I have several tests that create files and check the permissions of the created files. On UNIX systems, the permissions of the created files depend on the value of umask, which is a process-global variable managed by the OS, the same way that environment variables are process-global variables managed by the OS.

I expect to be able to change umask, run go test, and have go test re-run my tests with the new umask. However, after changing umask, go test incorrectly re-uses its cached test results:

$ go version
go version go1.23.1 darwin/arm64

$ umask 002                               # <--- set umask to 002

$ go test .
ok      tmp     0.252s                    # <--- tests pass when umask is 002

$ umask 022                               # <--- change umask to 022

$ go test .                               # <--- re-run tests
ok      tmp     (cached)                  # <--- BUG: test results re-used from cache

$ go test . -count=1                      # <--- disabling cache gives correct test result
--- FAIL: TestUmask (0.00s)
    umask_test.go:34: got 644, want 664
FAIL
FAIL    tmp     0.249s
FAIL

The example test is:

package main

import (
    "io/fs"
    "os"
    "path/filepath"
    "testing"
)

func TestUmask(t *testing.T) {
    // This tests passes when the umask is 002 (e.g. on Debian-based systems),
    // but fails when the umask is 022 (e.g. on RedHat-based systems and macOS).
    filename := filepath.Join(t.TempDir(), "file")
    if err := os.WriteFile(filename, nil, 0o664); err != nil {
        t.Fatal(err)
    }
    fileInfo, err := os.Stat(filename)
    if err != nil {
        t.Fatal(err)
    }
    // Ensure that the file's permissions are 0o666 &^ 0o002 == 0o664.
    if got, want := fileInfo.Mode().Perm(), fs.FileMode(0o664); got != want {
        t.Fatalf("got %03o, want %03o", got, want)
    }
}

Note that Go creates a test input ID that includes the values of environment variables and the mtimes and sizes of files accessed by the test.

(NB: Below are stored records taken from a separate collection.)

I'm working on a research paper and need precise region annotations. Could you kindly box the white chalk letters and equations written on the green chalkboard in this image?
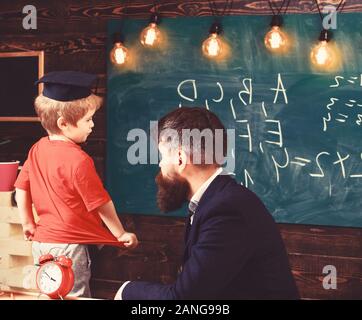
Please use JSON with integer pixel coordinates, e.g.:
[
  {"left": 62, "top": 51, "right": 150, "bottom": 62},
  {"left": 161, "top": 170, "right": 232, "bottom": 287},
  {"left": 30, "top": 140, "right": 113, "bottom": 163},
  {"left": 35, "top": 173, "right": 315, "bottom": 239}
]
[{"left": 176, "top": 73, "right": 362, "bottom": 189}]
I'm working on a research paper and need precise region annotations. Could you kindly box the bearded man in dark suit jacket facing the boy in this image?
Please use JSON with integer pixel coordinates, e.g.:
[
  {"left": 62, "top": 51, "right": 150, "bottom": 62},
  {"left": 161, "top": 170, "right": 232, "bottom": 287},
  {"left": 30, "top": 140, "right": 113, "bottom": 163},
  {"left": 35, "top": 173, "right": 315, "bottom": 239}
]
[{"left": 115, "top": 107, "right": 299, "bottom": 300}]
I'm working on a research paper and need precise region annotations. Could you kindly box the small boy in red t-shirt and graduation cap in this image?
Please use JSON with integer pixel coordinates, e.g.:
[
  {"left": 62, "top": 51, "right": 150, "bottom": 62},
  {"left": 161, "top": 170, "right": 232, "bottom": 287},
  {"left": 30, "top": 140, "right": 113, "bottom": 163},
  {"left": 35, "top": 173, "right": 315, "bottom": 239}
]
[{"left": 15, "top": 71, "right": 138, "bottom": 297}]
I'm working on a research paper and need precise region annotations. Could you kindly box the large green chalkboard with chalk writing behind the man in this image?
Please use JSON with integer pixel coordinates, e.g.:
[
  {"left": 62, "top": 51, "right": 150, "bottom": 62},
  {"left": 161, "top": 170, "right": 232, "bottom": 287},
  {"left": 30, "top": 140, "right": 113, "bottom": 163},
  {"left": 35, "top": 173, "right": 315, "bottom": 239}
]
[{"left": 106, "top": 13, "right": 362, "bottom": 227}]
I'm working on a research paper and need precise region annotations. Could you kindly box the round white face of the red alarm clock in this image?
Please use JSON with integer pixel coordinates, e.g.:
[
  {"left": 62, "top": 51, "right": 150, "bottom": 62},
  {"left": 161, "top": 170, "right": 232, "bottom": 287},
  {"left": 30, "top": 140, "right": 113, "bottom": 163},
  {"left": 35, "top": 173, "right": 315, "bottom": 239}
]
[{"left": 36, "top": 262, "right": 63, "bottom": 294}]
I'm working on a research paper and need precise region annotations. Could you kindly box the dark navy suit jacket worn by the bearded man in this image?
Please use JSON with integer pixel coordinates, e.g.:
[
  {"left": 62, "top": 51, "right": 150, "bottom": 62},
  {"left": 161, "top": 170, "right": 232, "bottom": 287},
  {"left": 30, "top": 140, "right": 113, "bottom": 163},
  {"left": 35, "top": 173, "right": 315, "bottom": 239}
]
[{"left": 122, "top": 175, "right": 299, "bottom": 300}]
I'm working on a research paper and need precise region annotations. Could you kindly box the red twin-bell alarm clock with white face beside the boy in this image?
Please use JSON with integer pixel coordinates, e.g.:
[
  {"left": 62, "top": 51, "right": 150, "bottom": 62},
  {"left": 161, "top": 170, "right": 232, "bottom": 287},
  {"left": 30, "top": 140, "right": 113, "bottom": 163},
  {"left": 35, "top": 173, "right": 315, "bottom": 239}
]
[{"left": 36, "top": 254, "right": 74, "bottom": 299}]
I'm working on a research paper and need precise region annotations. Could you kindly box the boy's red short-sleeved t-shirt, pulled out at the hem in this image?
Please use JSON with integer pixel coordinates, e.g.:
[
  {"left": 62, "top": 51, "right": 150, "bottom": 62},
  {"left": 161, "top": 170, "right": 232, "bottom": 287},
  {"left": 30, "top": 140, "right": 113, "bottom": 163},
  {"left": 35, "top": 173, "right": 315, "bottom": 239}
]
[{"left": 15, "top": 137, "right": 122, "bottom": 245}]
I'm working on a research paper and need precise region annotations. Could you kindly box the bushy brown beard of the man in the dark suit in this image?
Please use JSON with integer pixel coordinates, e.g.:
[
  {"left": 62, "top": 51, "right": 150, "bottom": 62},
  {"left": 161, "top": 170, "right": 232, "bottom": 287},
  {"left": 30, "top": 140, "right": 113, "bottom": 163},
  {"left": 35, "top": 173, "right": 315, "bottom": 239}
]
[{"left": 155, "top": 172, "right": 190, "bottom": 212}]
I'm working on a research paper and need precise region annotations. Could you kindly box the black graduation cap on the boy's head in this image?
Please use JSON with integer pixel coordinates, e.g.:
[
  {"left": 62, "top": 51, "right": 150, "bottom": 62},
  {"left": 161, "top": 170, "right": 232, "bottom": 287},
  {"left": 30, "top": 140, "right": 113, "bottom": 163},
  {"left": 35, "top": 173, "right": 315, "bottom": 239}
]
[{"left": 35, "top": 71, "right": 97, "bottom": 101}]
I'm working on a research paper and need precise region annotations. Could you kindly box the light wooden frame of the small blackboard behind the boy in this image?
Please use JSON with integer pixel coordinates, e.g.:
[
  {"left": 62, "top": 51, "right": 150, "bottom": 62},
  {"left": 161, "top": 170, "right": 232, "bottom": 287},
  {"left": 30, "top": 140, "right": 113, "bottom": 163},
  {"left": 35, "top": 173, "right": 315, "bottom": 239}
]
[{"left": 0, "top": 51, "right": 44, "bottom": 122}]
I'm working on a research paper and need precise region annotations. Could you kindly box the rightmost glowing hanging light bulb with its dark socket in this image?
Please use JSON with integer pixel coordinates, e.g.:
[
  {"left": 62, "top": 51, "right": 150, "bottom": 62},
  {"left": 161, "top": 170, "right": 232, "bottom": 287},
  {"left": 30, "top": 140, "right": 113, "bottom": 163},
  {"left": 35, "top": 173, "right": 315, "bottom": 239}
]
[{"left": 310, "top": 29, "right": 336, "bottom": 69}]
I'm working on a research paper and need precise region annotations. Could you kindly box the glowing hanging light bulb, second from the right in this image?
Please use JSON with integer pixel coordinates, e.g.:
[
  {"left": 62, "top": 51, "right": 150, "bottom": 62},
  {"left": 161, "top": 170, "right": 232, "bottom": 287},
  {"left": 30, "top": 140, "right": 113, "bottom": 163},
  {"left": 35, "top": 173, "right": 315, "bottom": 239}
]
[{"left": 264, "top": 15, "right": 290, "bottom": 53}]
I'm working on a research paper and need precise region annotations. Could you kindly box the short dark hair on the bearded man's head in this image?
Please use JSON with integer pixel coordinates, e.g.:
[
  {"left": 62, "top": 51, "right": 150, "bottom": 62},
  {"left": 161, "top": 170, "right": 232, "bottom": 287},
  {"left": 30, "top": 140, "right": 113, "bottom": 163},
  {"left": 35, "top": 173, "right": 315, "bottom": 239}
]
[{"left": 158, "top": 107, "right": 227, "bottom": 166}]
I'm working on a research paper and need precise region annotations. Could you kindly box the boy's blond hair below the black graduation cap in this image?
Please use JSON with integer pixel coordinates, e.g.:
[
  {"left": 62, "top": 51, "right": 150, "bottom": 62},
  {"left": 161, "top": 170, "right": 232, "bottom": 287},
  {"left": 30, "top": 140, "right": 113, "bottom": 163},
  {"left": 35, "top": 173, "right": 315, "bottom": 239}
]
[{"left": 35, "top": 94, "right": 103, "bottom": 134}]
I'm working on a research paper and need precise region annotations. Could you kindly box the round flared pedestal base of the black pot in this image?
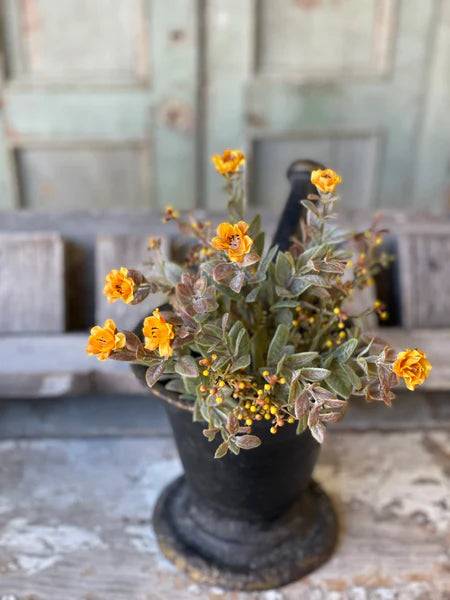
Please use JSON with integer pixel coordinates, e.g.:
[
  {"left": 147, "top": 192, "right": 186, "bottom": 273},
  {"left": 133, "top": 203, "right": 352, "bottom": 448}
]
[{"left": 153, "top": 476, "right": 337, "bottom": 591}]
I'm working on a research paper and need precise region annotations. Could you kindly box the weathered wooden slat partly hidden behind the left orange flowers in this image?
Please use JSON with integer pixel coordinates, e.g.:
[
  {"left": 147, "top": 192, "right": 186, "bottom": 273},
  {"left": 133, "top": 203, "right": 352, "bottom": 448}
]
[{"left": 95, "top": 235, "right": 168, "bottom": 330}]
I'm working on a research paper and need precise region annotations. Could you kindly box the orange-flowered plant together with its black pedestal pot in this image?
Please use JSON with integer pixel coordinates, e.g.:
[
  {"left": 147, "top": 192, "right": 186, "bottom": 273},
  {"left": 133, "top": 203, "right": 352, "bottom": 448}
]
[{"left": 86, "top": 150, "right": 431, "bottom": 590}]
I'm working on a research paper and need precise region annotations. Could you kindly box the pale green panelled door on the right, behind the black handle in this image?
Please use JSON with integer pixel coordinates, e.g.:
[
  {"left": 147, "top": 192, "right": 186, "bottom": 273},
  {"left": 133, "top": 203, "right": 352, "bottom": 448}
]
[{"left": 205, "top": 0, "right": 450, "bottom": 210}]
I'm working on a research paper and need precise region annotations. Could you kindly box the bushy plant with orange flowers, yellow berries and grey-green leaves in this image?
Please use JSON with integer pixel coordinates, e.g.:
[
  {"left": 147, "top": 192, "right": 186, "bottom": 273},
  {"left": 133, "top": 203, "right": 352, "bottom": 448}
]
[{"left": 86, "top": 150, "right": 431, "bottom": 457}]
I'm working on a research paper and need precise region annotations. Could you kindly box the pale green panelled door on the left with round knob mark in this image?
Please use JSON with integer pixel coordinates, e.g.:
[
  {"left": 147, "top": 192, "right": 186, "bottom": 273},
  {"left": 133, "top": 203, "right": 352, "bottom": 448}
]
[{"left": 0, "top": 0, "right": 199, "bottom": 211}]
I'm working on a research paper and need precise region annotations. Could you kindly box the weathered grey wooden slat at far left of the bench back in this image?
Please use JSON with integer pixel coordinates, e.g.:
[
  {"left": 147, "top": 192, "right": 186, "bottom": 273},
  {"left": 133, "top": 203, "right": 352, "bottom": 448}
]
[{"left": 0, "top": 233, "right": 65, "bottom": 333}]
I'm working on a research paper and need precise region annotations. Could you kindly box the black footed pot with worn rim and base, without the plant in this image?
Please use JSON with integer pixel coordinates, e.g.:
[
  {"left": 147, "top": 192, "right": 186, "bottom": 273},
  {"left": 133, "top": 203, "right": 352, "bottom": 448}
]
[{"left": 148, "top": 385, "right": 337, "bottom": 590}]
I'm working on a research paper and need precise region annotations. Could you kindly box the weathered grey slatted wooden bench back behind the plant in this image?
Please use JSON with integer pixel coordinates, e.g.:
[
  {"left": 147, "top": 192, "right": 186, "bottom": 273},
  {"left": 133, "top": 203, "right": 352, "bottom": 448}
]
[{"left": 0, "top": 211, "right": 450, "bottom": 398}]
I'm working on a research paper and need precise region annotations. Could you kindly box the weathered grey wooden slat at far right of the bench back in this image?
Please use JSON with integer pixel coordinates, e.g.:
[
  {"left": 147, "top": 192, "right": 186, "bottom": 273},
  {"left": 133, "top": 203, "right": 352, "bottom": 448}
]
[{"left": 398, "top": 227, "right": 450, "bottom": 329}]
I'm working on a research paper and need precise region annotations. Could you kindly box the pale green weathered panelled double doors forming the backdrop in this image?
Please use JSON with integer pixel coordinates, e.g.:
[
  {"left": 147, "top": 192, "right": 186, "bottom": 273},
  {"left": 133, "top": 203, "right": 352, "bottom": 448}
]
[{"left": 0, "top": 0, "right": 450, "bottom": 211}]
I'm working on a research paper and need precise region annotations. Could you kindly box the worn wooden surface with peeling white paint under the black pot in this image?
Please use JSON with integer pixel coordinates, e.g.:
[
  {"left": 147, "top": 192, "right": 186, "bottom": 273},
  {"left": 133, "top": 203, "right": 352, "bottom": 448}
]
[{"left": 0, "top": 430, "right": 450, "bottom": 600}]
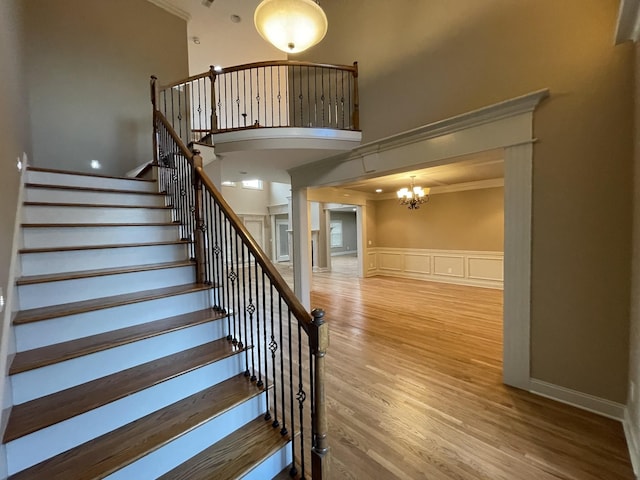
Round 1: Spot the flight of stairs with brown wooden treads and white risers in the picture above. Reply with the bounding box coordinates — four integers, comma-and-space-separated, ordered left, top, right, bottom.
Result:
3, 168, 292, 480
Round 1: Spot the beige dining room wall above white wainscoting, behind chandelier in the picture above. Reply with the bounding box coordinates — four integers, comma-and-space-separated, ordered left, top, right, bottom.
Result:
372, 187, 504, 252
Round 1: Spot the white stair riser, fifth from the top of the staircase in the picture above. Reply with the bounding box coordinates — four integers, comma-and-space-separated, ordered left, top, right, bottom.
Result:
20, 244, 188, 276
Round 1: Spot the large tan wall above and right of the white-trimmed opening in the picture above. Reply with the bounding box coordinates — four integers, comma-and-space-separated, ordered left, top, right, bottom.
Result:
304, 0, 633, 402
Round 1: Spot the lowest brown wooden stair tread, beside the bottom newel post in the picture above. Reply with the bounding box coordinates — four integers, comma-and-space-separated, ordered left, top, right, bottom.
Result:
158, 416, 290, 480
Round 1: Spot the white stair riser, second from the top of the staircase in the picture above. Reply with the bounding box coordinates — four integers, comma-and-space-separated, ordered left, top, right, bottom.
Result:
25, 187, 167, 206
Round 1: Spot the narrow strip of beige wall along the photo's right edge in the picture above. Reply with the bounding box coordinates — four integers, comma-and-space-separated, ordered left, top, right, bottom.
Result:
627, 43, 640, 455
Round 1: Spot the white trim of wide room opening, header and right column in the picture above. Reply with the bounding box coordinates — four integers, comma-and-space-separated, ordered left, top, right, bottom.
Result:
289, 89, 549, 390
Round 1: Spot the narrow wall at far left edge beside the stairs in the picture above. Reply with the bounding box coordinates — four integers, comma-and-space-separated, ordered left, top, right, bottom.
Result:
0, 0, 30, 302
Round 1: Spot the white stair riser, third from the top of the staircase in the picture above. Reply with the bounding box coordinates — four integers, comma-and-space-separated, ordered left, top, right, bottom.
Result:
22, 205, 171, 223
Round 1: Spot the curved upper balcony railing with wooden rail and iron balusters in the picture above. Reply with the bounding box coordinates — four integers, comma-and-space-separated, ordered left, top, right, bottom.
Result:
152, 60, 360, 143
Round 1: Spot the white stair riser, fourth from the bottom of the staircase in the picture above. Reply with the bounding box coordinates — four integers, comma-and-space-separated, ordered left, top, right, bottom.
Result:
11, 322, 231, 404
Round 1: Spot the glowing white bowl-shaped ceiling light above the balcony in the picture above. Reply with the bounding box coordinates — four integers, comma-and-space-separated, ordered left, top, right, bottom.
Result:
253, 0, 328, 53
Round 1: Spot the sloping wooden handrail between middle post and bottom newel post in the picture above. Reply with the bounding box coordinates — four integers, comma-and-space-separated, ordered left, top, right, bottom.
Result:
195, 167, 313, 334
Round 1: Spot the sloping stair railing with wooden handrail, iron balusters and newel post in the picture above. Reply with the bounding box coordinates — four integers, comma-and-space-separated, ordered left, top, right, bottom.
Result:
152, 107, 330, 480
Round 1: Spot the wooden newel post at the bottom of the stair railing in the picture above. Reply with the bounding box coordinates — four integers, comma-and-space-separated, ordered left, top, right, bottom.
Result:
310, 308, 329, 480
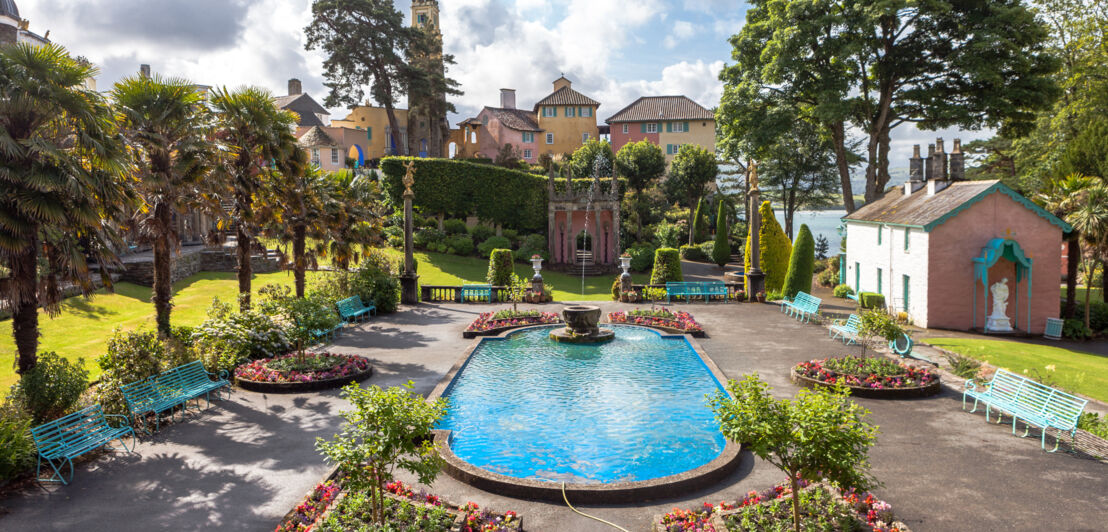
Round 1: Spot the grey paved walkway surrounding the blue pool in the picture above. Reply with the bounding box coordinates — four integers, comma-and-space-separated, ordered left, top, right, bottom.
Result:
0, 304, 1108, 532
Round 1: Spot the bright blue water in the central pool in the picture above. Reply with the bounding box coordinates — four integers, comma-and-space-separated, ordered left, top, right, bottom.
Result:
439, 326, 725, 482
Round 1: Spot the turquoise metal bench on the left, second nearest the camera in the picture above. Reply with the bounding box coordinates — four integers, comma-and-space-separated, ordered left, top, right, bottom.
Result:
121, 360, 230, 430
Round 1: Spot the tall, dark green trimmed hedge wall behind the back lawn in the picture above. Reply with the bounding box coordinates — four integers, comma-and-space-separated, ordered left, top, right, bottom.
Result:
381, 157, 624, 232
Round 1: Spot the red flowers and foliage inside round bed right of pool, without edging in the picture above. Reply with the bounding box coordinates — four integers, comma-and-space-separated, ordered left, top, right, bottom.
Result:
793, 356, 938, 390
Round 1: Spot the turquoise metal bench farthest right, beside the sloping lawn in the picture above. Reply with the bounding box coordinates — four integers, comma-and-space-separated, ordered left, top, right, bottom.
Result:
962, 369, 1089, 452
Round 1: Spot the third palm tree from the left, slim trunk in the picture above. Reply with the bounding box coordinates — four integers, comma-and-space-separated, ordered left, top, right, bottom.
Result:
212, 88, 298, 310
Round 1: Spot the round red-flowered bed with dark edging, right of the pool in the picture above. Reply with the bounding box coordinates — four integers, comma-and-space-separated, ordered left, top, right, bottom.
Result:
792, 356, 940, 398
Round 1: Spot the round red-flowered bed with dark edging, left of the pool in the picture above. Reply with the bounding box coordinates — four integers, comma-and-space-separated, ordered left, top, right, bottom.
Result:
235, 352, 373, 393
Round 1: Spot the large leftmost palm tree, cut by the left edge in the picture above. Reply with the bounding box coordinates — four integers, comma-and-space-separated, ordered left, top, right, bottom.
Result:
0, 43, 132, 375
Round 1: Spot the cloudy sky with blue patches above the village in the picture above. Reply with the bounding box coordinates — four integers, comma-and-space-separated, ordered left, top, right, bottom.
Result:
17, 0, 981, 166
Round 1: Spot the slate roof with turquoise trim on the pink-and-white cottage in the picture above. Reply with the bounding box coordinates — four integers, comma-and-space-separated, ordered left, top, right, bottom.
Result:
843, 180, 1071, 233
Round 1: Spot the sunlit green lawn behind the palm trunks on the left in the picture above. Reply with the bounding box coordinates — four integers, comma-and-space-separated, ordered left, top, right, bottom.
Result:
0, 272, 308, 392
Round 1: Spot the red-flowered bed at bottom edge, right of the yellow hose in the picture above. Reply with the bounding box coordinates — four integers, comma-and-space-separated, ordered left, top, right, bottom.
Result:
653, 481, 910, 532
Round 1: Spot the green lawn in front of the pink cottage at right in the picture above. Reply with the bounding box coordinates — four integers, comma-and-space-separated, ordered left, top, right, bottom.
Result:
926, 338, 1108, 401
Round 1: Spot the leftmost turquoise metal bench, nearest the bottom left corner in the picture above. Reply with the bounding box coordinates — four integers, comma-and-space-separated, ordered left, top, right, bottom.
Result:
31, 405, 135, 484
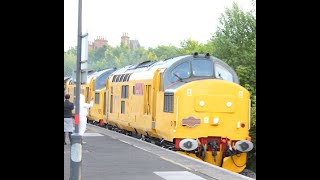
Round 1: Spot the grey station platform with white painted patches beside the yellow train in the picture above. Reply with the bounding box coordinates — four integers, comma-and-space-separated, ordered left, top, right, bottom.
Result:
64, 124, 252, 180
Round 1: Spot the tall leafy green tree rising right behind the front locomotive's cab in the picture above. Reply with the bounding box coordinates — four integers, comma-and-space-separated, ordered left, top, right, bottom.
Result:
208, 1, 256, 171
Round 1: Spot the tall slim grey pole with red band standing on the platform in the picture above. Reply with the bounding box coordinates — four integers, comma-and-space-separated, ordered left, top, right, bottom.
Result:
70, 0, 82, 180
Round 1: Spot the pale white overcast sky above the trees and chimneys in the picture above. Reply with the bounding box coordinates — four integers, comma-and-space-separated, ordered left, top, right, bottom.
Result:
64, 0, 253, 51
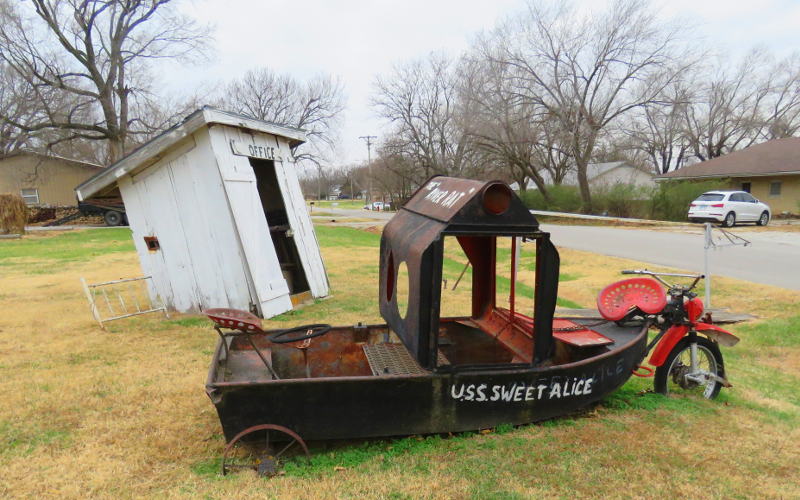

This test input ID should also include the initial umask value. I will create a CL that fixes this.

What did you see happen?

go test re-used a cached test result, when it should not have.

What did you expect to see?

go test should not re-use cached test results when the umask is changed.

gabyhelp commented 2 months ago

Related Issues and Documentation

(Emoji vote if this was helpful or unhelpful; more detailed feedback welcome in this discussion.)

twpayne commented 2 months ago

CL: https://go-review.googlesource.com/c/go/+/614035

seankhliao commented 2 months ago

see thread https://groups.google.com/g/golang-nuts/c/x7-8Pk9ZmYU/m/ouJ3DLM0AwAJ

ianlancetaylor commented 2 months ago

Copying in my comment from the mailing list thread:

We do not want to record all aspects of the external environment that could possibly affect the test. That would be too much. So we need some way to know what should be recorded and what should not. What should that be? Our current approach is simple: we record environment variables that the test reads and we record files opened within the module but not files opened outside of the module. Note that if a test opens some file outside of the module, we cache the test results even if that file changes.

What approach should we use for test caching that will tell us that umask should be cached?

twpayne commented 2 months ago

Firstly, thank you Ian for your patience and open mind in discussing this!

We do not want to record all aspects of the external environment that could possibly affect the test. That would be too much.

Agreed.

So we need some way to know what should be recorded and what should not. What should that be?

Given that, as there is so much external state, it is impossible in practice for the go tooling to know what should be recorded.

As a crazy idea, how about enabling the tests themselves to say what should be recorded?

Our current approach is simple: we record environment variables that the test reads and we record files opened within the module but not files opened outside of the module.

This is fair but also a slight simplification. Currently, the go test cache only checks these files sizes and modification times.

For sure, we all agree that reading the full state that the cache depends on is prohibitively expensive, and that cache invalidation is a hard problem.

What approach should we use for test caching that will tell us that umask should be cached?

So, radical idea. What if tests could explicitly declare what they depend on?

Say I could write, for my tests that depend on umask, something like:

func TestThatDependsOnUmask(t *testing.T) {
    t.DependsOn("umask " + getUmask().String())
    // ...
}

where testing.T.DependsOn(s string) adds s to the test input IDs (i.e. modifies the test cache key).

This totally frees the Go authors from having to decide what to include or exclude from the test input ID. Instead, the decision is deferred to users, who are the people who know their test cache requirements best.

Thoughts?

ianlancetaylor commented 2 months ago

It's an interesting idea but I think it would require cmd/go/internal/test/test.go to recognize the "umask" command. So DependsOn seems too flexible: it would be too easy to add a dependency that would not be recognized.

As a separate concern, more knobs is harder to use. It's already straightforward to test differing umask values within a test. And if someone wants to set umask outside of the test binary, it's easy to disable caching by passing -test.count=1. So I don't yet see the compelling argument for this approach.